If the proposal had been approved, residents who now receive separate real estate tax bills from the town and the county, would have paid the combined tax on one bill issued by the county. The county, which has made similar proposals to all 28 of the county's municipalities, would then give the money back to each jurisdiction.

Landover Hills is one of five municipalities to reject the county's proposal so far, according to Porter Venn, chief of treasury for the county. Fifteen municipalities have said yes, he said.

"It's basically better for everyone," Venn said. "It's just easier . . . more streamlined," he added.

Venn said the county now prints all local real estate bills and gives them to each jurisdiction to be mailed out. He said the cities and towns then collect these taxes and turn any delinquent tax accounts back over the the county for collection.

The new tax collection policy is scheduled to start in the 1989 fiscal year for municipalities, which agree to joint collection of taxes, with the first combined bills to be mailed next July.


The Laurel City Council unanimously adopted an ordinance requiring residents to display their residential addresses in a conspicuous place on buildings, using Arabic numerals at least four inches in size and contrasting with their backgrounds.

The ordinance, introduced at the request of the city Public Safety Advisory Committee, became effective last Wednesday for any new houses built in Laurel.
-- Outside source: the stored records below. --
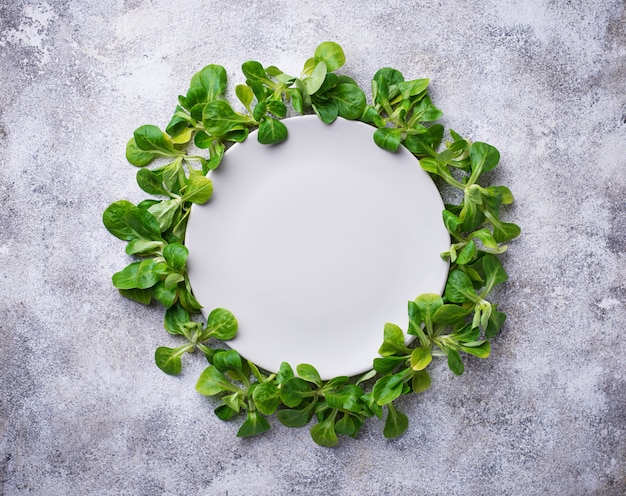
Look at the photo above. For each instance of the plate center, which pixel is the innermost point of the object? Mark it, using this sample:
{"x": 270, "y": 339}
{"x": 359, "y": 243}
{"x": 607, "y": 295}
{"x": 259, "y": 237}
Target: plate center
{"x": 314, "y": 244}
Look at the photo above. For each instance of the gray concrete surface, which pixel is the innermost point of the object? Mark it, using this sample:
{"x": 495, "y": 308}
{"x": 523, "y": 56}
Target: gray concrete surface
{"x": 83, "y": 410}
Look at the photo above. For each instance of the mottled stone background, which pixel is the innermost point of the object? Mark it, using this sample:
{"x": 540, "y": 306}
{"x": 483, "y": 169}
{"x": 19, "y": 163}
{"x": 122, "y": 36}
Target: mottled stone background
{"x": 83, "y": 409}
Existing houses will have one year to comply with the new regulation, or run the risk of being fined $25 for the first day of the offense and $100 for each additional day.

"The majority of the comments we had at the meeting were favorable," City Clerk Kaye M. Sandul said of residents' reaction.
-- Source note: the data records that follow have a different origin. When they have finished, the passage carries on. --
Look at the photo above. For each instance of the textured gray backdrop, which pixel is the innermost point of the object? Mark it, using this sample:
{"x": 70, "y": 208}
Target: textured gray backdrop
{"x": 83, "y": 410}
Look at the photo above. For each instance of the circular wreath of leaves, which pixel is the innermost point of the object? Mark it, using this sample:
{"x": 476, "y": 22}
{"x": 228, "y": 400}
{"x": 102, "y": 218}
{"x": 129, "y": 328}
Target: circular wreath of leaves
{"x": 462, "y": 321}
Residents whose existing numerals are at least three inches high, will not have to the change them unless they apply for a zoning permit, at which time a building inspector will require the change.

The council also unanimously approved the regulation of unregistered and inoperable vehicles on private property.

Residents with unregistered or inoperable vehicles that are visible on private property, can now be given a 15-day warning to remove them or face fines of $25 the first day and $50 a day thereafter.